Every month or so, I watch a video of James Clear talking about habits. Here’s the one I watched yesterday.
It’s always a refreshing realignment. His explanations are scientific, actionable, and best of all…simple. His book Atomic Habits is one I feel everyone should read.
Be it from his book, his blog, or his interviews, here are the big things I need to remind myself each month:
1) The quality of our habits tells us everything about our lives.
The number in our bank account is the sum total of our financial habits. The way our bodies look and feel is the sum total of our diet and exercise habits. The state of our living space is the sum total of our cleanliness habits.

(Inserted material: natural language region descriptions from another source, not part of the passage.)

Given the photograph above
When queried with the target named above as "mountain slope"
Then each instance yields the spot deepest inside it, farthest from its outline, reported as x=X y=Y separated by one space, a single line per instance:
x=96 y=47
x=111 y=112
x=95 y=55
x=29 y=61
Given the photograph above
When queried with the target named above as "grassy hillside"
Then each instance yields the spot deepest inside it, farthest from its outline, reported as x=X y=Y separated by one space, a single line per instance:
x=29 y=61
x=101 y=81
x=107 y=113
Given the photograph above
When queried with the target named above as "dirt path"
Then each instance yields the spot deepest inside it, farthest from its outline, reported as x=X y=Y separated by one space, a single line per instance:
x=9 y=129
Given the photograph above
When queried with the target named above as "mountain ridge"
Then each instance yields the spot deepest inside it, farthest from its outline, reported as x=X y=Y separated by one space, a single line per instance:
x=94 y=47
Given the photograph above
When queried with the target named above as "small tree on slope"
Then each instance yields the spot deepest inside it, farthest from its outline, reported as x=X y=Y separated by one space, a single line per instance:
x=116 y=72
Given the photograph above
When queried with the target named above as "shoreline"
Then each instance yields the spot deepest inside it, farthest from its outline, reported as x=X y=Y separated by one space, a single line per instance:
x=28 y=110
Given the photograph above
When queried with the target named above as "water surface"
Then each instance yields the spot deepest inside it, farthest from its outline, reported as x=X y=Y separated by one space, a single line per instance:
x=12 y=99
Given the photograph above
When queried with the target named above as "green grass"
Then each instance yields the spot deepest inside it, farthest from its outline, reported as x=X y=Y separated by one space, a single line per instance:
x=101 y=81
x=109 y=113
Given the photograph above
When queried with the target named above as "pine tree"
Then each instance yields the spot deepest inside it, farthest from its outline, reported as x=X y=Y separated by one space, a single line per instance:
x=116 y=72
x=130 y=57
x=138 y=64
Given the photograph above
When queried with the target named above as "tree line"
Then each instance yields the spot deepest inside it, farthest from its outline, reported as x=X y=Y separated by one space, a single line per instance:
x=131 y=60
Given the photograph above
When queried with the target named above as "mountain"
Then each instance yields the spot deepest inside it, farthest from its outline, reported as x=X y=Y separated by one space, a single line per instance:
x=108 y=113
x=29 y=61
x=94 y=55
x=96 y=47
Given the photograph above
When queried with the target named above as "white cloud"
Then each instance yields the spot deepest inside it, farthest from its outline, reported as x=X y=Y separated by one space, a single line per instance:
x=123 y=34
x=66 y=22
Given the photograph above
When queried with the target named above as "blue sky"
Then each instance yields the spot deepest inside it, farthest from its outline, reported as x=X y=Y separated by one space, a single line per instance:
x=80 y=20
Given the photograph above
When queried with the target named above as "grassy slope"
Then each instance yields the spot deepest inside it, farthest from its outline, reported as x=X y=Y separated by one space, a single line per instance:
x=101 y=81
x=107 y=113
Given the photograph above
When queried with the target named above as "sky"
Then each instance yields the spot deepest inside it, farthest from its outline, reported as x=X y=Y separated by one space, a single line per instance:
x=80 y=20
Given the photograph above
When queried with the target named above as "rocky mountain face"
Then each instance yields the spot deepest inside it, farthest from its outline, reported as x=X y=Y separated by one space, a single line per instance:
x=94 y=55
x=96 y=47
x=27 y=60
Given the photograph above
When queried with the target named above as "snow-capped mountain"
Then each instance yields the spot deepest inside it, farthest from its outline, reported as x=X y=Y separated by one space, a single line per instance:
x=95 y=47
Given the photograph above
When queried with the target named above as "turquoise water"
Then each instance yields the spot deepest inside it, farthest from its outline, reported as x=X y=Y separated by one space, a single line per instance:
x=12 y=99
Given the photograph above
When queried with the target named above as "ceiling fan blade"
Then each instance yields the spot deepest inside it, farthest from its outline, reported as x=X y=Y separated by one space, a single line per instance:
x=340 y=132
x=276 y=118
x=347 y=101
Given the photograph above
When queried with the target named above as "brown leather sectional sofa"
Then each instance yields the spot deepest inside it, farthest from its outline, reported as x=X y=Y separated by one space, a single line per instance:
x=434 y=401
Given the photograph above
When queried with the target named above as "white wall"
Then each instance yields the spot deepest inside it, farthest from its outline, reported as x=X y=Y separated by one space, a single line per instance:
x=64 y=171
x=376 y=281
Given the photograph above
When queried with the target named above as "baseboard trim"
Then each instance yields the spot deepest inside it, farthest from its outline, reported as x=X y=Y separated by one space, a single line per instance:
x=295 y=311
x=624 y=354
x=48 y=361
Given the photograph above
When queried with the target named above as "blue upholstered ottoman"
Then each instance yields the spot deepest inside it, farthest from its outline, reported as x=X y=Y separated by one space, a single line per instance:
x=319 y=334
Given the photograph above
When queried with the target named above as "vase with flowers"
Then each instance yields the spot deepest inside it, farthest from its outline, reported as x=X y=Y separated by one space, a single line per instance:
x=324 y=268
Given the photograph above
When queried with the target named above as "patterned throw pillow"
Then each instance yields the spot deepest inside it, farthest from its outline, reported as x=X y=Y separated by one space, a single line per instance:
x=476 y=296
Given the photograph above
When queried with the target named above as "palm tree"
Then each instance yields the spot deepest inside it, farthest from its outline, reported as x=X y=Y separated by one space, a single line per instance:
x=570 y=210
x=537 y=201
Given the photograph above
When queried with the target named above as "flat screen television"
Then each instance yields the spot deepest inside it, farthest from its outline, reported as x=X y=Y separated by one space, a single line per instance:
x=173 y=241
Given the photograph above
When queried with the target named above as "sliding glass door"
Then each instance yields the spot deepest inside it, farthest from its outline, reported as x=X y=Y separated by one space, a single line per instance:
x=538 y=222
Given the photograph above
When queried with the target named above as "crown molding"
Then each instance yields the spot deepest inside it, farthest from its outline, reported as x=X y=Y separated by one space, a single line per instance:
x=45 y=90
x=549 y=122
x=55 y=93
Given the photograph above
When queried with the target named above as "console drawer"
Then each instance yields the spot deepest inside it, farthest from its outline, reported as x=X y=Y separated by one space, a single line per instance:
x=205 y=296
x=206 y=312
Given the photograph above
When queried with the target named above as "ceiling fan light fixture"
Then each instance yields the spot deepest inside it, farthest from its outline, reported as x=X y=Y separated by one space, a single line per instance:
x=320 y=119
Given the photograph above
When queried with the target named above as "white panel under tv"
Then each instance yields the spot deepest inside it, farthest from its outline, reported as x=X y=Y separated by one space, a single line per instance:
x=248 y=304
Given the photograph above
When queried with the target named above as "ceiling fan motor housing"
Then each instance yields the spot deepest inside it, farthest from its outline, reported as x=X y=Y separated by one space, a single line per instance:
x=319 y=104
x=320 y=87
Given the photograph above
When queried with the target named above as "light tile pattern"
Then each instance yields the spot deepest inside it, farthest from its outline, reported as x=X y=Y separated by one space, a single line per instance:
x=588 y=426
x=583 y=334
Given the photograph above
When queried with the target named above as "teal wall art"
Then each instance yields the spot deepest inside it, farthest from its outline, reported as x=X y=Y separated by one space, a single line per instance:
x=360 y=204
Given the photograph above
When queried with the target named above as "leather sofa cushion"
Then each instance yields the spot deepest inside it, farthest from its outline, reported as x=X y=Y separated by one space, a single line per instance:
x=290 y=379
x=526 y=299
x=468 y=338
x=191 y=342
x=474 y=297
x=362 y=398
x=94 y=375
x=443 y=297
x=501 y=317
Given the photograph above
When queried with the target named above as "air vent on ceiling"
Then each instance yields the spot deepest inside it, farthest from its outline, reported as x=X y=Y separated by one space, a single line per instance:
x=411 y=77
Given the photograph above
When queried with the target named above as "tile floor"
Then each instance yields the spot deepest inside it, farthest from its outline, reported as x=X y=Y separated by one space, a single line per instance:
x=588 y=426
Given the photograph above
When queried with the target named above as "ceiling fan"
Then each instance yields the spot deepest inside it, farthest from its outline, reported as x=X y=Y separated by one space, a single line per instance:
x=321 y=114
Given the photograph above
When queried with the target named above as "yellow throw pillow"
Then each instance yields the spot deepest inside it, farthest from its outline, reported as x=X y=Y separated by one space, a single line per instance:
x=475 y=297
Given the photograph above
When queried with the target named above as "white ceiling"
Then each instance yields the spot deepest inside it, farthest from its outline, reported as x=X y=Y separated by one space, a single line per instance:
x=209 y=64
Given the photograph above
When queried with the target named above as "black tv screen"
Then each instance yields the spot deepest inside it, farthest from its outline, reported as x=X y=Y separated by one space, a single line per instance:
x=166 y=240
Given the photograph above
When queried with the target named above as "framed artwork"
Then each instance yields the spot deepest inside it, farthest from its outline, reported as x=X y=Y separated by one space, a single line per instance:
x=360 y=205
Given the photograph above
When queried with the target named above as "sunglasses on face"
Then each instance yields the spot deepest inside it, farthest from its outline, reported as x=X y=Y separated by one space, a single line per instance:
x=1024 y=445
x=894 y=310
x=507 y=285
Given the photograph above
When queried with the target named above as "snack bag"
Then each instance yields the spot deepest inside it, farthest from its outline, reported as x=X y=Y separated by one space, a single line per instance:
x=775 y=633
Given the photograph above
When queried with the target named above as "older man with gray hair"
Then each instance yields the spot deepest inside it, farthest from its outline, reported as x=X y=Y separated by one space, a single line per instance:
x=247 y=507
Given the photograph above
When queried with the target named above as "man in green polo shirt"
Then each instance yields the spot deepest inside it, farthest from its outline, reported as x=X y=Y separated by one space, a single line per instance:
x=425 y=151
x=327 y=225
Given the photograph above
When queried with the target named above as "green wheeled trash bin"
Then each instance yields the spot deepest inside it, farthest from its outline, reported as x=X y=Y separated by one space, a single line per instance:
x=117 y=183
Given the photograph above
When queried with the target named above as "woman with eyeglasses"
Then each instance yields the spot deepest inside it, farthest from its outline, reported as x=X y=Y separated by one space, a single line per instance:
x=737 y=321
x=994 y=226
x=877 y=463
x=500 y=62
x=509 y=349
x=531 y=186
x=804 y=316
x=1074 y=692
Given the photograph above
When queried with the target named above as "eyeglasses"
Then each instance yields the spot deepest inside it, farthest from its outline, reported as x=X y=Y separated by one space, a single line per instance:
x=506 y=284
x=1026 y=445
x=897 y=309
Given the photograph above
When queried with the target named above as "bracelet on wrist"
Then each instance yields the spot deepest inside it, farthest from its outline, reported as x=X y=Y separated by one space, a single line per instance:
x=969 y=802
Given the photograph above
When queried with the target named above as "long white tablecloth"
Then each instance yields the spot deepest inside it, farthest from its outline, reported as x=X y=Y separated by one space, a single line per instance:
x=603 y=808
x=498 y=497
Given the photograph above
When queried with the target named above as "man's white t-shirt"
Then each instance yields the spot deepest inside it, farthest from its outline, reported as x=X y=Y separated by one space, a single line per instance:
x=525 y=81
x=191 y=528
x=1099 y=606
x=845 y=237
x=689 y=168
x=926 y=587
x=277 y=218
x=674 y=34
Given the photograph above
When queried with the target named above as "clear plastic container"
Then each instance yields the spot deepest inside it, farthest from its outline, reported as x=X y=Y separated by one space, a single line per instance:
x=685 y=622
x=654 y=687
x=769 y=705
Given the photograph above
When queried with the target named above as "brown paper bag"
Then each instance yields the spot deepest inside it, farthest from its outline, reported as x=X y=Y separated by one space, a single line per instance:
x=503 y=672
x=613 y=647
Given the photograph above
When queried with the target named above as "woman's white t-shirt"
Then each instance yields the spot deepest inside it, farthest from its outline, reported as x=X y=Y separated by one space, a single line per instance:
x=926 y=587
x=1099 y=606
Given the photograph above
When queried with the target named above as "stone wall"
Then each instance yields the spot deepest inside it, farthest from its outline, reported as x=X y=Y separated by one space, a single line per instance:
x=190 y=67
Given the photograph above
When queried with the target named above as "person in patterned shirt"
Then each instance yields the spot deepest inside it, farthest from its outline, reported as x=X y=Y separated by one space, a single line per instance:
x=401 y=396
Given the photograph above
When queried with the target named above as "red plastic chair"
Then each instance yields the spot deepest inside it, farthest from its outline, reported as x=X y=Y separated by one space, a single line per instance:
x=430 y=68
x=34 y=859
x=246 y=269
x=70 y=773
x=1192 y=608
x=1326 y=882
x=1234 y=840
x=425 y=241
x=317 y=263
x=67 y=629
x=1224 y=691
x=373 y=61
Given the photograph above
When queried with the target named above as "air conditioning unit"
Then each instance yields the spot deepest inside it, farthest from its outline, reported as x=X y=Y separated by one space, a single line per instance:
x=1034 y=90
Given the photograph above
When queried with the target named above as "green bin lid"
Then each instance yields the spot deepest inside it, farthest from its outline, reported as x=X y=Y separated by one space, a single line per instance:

We don’t need to “clean our room”; we need good cleanliness habits and then our rooms will always be clean.
2) We repeat what we enjoy.
Discipline and willpower will only get us so far…and most of the time they don’t get us far at all.
This is why the failure rate of fad diets is so high. Torturing ourselves into being healthy is wildly unsustainable. Statistically, the best results come from tiny, progressive changes in our daily habits.
Short exercises. Eating fewer processed foods. Drinking a glass of water.
None of these sound glamorous. That’s because they’re not. What sounds sexy (and I see this in coaching sessions all the time) is throwing five new habits on our plate at once.
“I’m gonna…”
• do an hour-long workout five times a week. • finish four books this month. • wake up at 5am on weekdays.
The same thing happens every time. The person, fueled by motivation, crushes the first day or two. But then when they return to their normal state, they remember they don’t enjoy the work needed to sustain any of these systems. They went from 0 to 1000 and gassed out. They ran a marathon without training for it.
It doesn’t sound as cool but the effective approach would be: “I’m gonna…”
• work out for five minutes before I shower. • read at least two pages each morning. • wake up five minutes earlier each morning.
It’s the unsexy, incremental changes which move us toward the person we want to be. But those changes have to be easy and enjoyable.
3) It takes forever to build a habit.
I don’t mean: Ugh, this is going to take forevvverrr.
In the personal development world, we often hear numbers thrown around for how long it takes our brains to feel something as habitual. I’ve heard 21, 66, and 100 days.
These are all averages so there’s no guarantee how long anything will take for anyone. It could happen this week or in eight months.
The truth is, building a habit takes a lifetime. If we stop doing the thing for any reason then we’ll have to start over.
I’ve been doing the same morning routine for almost four years now. There have been plenty of weeks where I’ve strayed or neglected to do parts of it. And each time, I have to slowly build it back into my ritual.
As James says, when people ask how long it takes to build a habit, what they’re really asking is, “How long do I have to work?” In other words, How long until I can just go on autopilot?
But our autopilot capabilities will always be tested, no matter how deeply ingrained the habit is. Changes in schedule, priorities, interests…Anything can throw us off course.
It’s up to us to steer ourselves back toward where we want to go.